Bitcoin crashed overnight from Friday to Saturday, falling more than 20% from $ 57,300 to $ 45,000. Other cryptocurrencies also fell, reducing the value of the market by more than $ 300 billion to a global total of about $ 2.2 trillion.
Bitcoin has since stabilized, even increasing slightly to trade around $ 49,100.
But new fears are haunting the crypto markets, just as they are stocks and other “risk assets”. Among them are concerns about the economic impact of the Omicron variant of Covid-19. The virus could again disrupt supply chains and global travel, delaying a global economic recovery that markets had anticipated in 2022.
Comments from central bank governor Jerome Powell also cause unrest, which withdrew the word “perishable” – the term he and other officials have used to describe inflation – when discussing the state of the economy in congressional testimony.
The Fed chief also said that decision-makers are likely to discuss ending bond purchases a little earlier than previously expected, and potentially stepping down on a mechanism the Fed had used to help the economy cope with the pandemic. This has led to expectations that the Fed may start raising interest rates faster than expected.
Powell’s comments hit technology stocks hard, as they tend to be more sensitive to higher prices than other parts of the stock markets, given that higher prices mean lower discounted present values for future cash flows. The notes also indicate that global liquidity may tighten, increase the cost of borrowing or borrowing costs for financial assets.

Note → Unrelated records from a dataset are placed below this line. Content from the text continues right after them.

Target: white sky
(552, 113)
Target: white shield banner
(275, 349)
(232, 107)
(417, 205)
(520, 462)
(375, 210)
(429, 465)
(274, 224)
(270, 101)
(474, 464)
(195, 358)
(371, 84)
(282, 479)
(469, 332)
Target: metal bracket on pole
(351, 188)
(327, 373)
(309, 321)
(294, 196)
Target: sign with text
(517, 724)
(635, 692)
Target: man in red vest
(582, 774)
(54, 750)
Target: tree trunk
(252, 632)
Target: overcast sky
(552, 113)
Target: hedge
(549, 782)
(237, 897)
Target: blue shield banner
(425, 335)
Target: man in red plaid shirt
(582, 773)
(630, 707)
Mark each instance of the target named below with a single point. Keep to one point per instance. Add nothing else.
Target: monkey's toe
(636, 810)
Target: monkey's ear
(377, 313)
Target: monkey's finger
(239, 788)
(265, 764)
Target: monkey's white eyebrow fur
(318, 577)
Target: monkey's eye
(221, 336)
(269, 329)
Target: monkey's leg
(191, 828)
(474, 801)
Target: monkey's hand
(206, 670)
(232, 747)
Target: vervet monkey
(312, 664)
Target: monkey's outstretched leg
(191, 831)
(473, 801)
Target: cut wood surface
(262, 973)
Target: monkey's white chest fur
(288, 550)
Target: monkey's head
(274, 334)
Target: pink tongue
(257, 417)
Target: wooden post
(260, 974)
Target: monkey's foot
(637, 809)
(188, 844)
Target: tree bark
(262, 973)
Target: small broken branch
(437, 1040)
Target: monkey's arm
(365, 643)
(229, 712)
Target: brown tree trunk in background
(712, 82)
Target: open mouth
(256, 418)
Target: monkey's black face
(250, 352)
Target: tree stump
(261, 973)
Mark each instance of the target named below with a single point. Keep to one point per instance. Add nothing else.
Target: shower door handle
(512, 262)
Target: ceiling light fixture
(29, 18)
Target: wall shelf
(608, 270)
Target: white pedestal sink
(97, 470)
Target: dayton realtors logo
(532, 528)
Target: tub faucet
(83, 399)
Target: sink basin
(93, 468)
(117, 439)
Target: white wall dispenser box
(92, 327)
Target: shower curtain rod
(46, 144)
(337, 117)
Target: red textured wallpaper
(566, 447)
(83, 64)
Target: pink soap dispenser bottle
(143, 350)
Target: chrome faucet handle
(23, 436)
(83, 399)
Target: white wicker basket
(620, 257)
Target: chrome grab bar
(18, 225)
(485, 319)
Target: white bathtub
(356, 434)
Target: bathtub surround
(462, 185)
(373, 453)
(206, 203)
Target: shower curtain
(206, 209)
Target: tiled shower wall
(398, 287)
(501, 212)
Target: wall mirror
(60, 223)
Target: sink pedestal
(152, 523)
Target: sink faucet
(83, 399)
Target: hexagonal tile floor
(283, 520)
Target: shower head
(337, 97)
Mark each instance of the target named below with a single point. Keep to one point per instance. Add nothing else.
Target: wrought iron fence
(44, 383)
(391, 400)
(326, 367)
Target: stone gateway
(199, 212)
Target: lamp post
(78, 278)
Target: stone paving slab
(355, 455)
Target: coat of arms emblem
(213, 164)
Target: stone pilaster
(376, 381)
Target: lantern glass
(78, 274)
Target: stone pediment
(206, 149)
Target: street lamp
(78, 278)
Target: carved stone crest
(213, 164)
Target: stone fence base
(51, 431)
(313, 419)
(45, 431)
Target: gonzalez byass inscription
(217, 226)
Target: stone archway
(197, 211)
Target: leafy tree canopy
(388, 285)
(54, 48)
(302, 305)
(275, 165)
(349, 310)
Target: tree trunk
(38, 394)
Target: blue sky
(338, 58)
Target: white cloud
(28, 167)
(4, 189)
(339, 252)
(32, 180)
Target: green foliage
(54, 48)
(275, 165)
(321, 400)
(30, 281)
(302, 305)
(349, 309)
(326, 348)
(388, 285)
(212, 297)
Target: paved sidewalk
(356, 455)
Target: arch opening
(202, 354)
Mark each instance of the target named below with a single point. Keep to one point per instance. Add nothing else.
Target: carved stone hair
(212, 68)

The fear was evident in the crypto markets on Friday when more than $ 2 billion in long positions were liquidated across global exchanges, including $ 850 million in Bitcoin futures. Investors can buy futures contracts with relatively small amounts of security, and take positions that enhance their exposure. This use of influence appears to have been washed out, with open interest in Bitcoin futures falling by 70,000 contracts as of Sunday morning, down 18% from levels earlier in the week, according to Fundstrat Global Advisors.

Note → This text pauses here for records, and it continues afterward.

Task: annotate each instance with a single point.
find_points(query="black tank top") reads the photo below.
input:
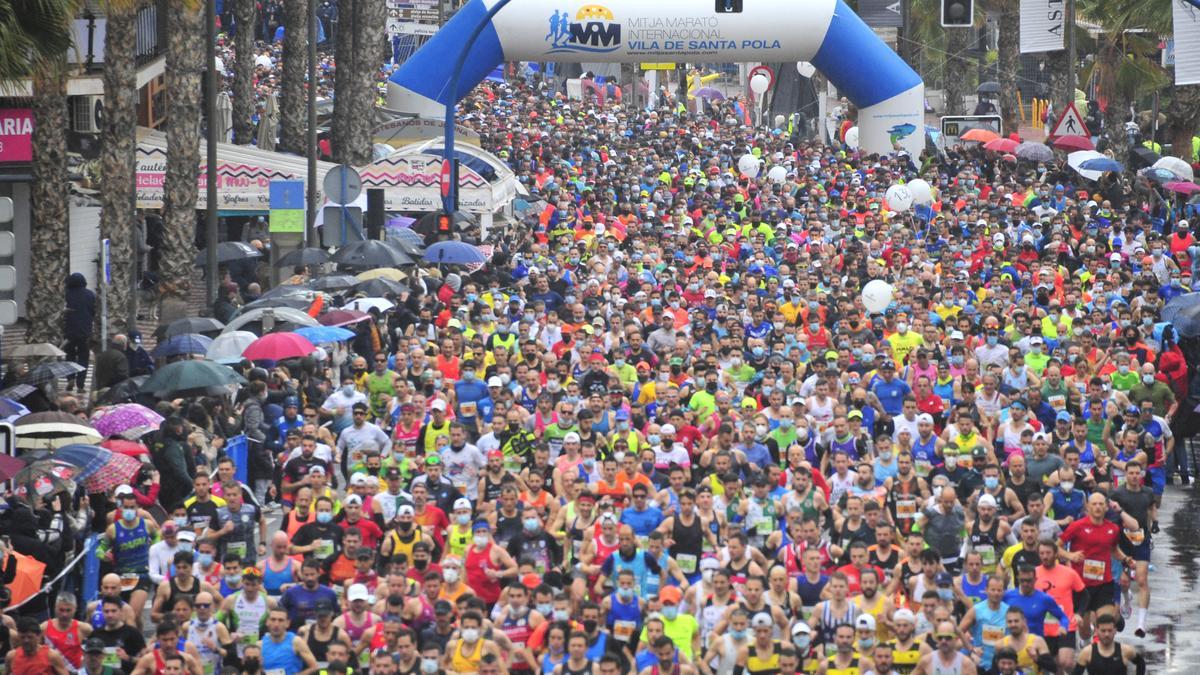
(689, 539)
(321, 647)
(1111, 664)
(177, 592)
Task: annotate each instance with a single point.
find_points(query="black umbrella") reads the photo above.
(124, 390)
(193, 324)
(333, 282)
(1143, 157)
(309, 256)
(229, 251)
(379, 287)
(371, 254)
(52, 371)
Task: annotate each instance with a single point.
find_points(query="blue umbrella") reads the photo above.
(1102, 163)
(1179, 304)
(1187, 321)
(454, 252)
(323, 334)
(186, 344)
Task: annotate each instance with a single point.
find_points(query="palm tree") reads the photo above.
(1183, 120)
(293, 119)
(359, 54)
(244, 12)
(1126, 63)
(35, 36)
(118, 156)
(185, 64)
(1008, 57)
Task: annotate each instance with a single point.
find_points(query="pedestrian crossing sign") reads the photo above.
(1071, 124)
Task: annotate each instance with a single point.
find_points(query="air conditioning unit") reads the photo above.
(87, 114)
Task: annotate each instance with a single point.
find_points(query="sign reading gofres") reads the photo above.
(624, 29)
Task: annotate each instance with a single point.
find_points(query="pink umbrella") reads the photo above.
(1072, 142)
(1182, 186)
(1001, 145)
(127, 420)
(279, 346)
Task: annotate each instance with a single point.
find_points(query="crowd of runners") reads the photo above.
(660, 432)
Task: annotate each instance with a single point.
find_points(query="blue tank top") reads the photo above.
(1066, 505)
(989, 623)
(281, 656)
(850, 447)
(275, 580)
(637, 566)
(976, 591)
(132, 550)
(1086, 455)
(810, 592)
(628, 616)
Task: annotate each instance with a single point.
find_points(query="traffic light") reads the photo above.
(958, 13)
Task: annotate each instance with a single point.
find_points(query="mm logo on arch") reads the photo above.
(592, 29)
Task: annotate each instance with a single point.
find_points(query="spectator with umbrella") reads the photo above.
(77, 324)
(112, 365)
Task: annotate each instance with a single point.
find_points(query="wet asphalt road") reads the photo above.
(1173, 639)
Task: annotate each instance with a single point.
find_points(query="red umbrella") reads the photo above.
(130, 448)
(1182, 186)
(1001, 145)
(342, 317)
(1073, 143)
(279, 346)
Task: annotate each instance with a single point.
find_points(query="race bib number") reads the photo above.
(623, 631)
(1093, 569)
(324, 549)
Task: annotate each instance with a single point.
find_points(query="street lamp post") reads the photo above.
(450, 195)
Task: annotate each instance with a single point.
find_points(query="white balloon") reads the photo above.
(922, 192)
(876, 296)
(749, 166)
(759, 83)
(899, 198)
(852, 137)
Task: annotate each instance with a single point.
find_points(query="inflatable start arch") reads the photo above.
(827, 33)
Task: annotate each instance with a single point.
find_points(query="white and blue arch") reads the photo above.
(888, 94)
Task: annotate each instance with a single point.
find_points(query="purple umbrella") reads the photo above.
(709, 93)
(127, 420)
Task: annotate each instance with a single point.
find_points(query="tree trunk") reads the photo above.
(957, 81)
(1009, 61)
(1117, 112)
(355, 87)
(185, 63)
(1183, 120)
(293, 117)
(49, 203)
(118, 160)
(245, 17)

The crash is now rippling through crypto-related stocks, exchange-traded funds and trusts trading on stock markets. Bitcoin mining stocks like
Marathon Digital Holdings (ticker: MARA) and
Riot Blockchain (RIOT) was down 10% in early trading on Monday. The
Grayscale Bitcoin Trust (GBTC) was 10%, as were futures ETFs
ProShares Bitcoin Strategy exchange traded fund
Coin base Global (COIN), the major crypto exchange, was down 3.7%.

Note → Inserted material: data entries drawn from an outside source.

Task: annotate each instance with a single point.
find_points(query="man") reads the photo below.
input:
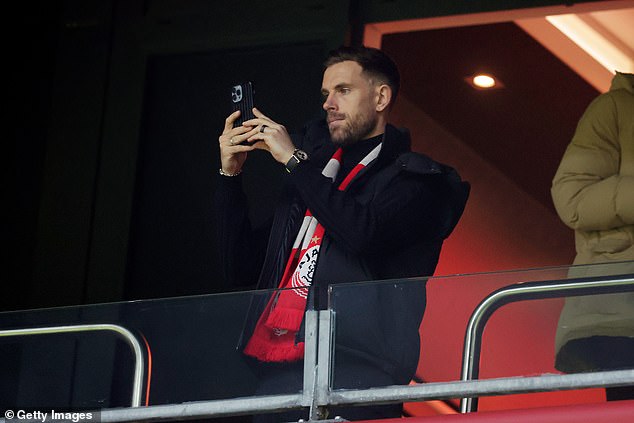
(358, 206)
(593, 192)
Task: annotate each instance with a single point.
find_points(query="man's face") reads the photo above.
(350, 103)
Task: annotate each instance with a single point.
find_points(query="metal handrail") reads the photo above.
(139, 362)
(522, 292)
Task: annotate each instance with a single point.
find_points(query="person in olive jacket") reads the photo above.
(593, 192)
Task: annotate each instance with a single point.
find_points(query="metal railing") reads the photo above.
(317, 394)
(131, 340)
(524, 292)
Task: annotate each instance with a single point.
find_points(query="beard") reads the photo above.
(356, 128)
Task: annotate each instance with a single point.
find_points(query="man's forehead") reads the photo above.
(345, 72)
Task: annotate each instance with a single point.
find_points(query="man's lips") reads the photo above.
(335, 118)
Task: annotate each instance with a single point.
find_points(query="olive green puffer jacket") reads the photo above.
(593, 192)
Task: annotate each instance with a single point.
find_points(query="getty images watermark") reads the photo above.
(57, 416)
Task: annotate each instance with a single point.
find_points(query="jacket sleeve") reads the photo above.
(588, 192)
(403, 212)
(240, 247)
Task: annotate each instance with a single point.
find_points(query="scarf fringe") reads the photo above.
(285, 318)
(274, 353)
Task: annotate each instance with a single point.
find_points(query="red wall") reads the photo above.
(502, 228)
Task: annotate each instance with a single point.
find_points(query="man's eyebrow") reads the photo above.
(338, 86)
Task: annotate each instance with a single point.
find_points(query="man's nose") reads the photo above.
(329, 104)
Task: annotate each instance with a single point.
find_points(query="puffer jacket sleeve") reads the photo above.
(588, 191)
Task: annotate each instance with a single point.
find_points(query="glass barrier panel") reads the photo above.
(190, 348)
(378, 325)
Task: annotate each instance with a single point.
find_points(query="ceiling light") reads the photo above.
(483, 81)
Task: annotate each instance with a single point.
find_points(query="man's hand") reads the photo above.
(274, 136)
(232, 152)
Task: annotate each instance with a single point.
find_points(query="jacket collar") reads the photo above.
(321, 148)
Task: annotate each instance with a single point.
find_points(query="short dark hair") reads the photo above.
(373, 61)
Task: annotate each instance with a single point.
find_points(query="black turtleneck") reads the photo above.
(354, 153)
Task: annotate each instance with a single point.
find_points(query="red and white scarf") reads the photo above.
(273, 339)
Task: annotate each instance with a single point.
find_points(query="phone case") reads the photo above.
(242, 99)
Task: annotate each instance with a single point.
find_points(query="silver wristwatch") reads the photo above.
(297, 157)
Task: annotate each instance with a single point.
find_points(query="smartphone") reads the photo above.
(242, 99)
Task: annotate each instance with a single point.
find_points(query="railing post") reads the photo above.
(321, 389)
(522, 292)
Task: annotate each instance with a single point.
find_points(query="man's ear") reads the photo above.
(384, 97)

What comes next may depend on factors far beyond anyone’s control, including the spread of the Omicron variant, inflation expectations and investor sentiment as the markets take on lower growth estimates and higher interest rates.
Technical analysts, for their part, are not particularly positive.
“This marks a shift in momentum in the medium term, disrupts short-term support and increases the risk of a more long-term correction,” said Katie Stockton, a cryptotechnical analyst at Fairlead Strategies, in an interview. The $ 53,000 range was a much-watched level for Bitcoin prices, she said, and when the market fell below that, it triggered stop-loss sales.
Nicholas Cawley, an analyst at DailyFX, reiterated this sentiment. “A toxic combination of low liquidity, excessive influence and overconfidence led to the weekend’s crash with most cryptographers writing out several weeks’ lowest price as prices went into free fall,” he noted in a comment.
“While the market is flashing a technically oversold signal, it is likely that the market will enter a consolidation phase in the weeks, and perhaps months, before taking its next move,” he said.
Stockton says that the long-term trend for Bitcoin remains intact. The next level of technical support is $ 44,000, she said. If it falls below, prices could be heading back to the upper $ 30,000, she believes. “This is a corrective phase where you want to deal with risk,” she said.